More than 600 Nepal-bound cargo are still stuck at Kolkata Port as disgruntled customs clearing agents continue their protest. They are dissatisfied by the government gaining transshipment privilege at the Indian port and implementing the electronic cargo tracking system.
Since last Tuesday, the date on which Nepal enforced the system at Kolkata port, customs agents at the port have been disrupting the movement of Nepal-bound cargo.
According to freight forwarders, over the period, the agents handed over only four to five containers to the Container Corporation of India, the shipping company offering its service at the sea port.
Rabi Shankar Sainju, joint-secretary at the Ministry of Industry, Commerce and Supplies, said the authority was negotiating with customs agents to ensure hassle free movement. According to him, the Kolkata based Consulate General office has taken the lead to hold talks with the protesting group.
Electronic tracking uses the Global Positioning System, a satellite-based radio navigation system, and allows the shipper to keep track of consignments. Under the transshipment privilege, the containers are directly sent to the Birgunj dry port where they can receive customs clearance.
Previously, in the conventional system, the cargo was required to undergo clearance at the entry port followed by inspections at around seven Indian check posts. With the delay, Nepali importers, who used to receive 14 to 21 days turnaround time from the shipping company, were compelled to bear excess financial burden from the huge demurrage charges.

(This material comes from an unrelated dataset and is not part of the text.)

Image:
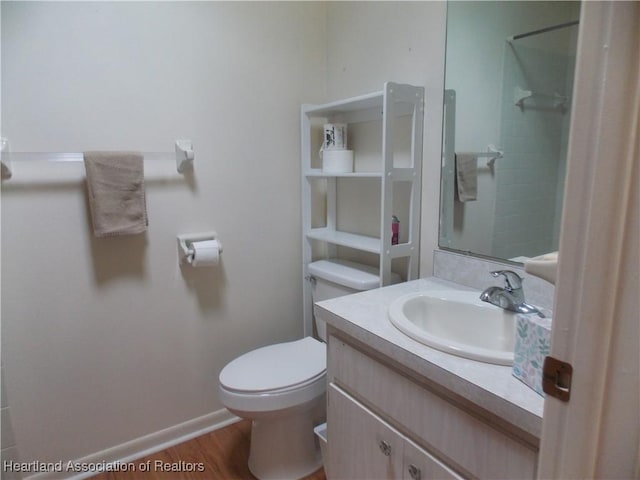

Agents are upset by the loss of income that they used to earn by using the manual system and expressed their dissatisfaction by stopping the movement of goods. Most of the agents have been disrupting the movement of entire containers that are carrying goods from the third countries.
Nepal has been receiving transshipment privileges and using electronic cargo tracking at Vishakhapatnam port since August, and this was extended to Haldiya and Kolkata ports with the consent of Indian authorities.
Currently, around 400 customs agents are engaged in clearing Nepal-bound cargo at Kolkata port who are paid a commission for their services. Nepal receives 200-300 containers per week via the Indian sea port.
Rajan Sharma, past president of the Nepal Freight Forwarders’ Association, said the shipping company could not transport the cargo after the customs clearing agents denied handing over the consignment to them. “Although the agents have agreed in principle to allow the movement, they are still being reluctant to hand over the concerned documents to the shipping company,” Sharma said.
Prakash Singh Karki, president of the association, said cargo movement is likely to be resumed from Monday after the customs agents gave a green signal to the authority. “However, it is unclear on what basis the agents have consented to call off their protest,” Karki said.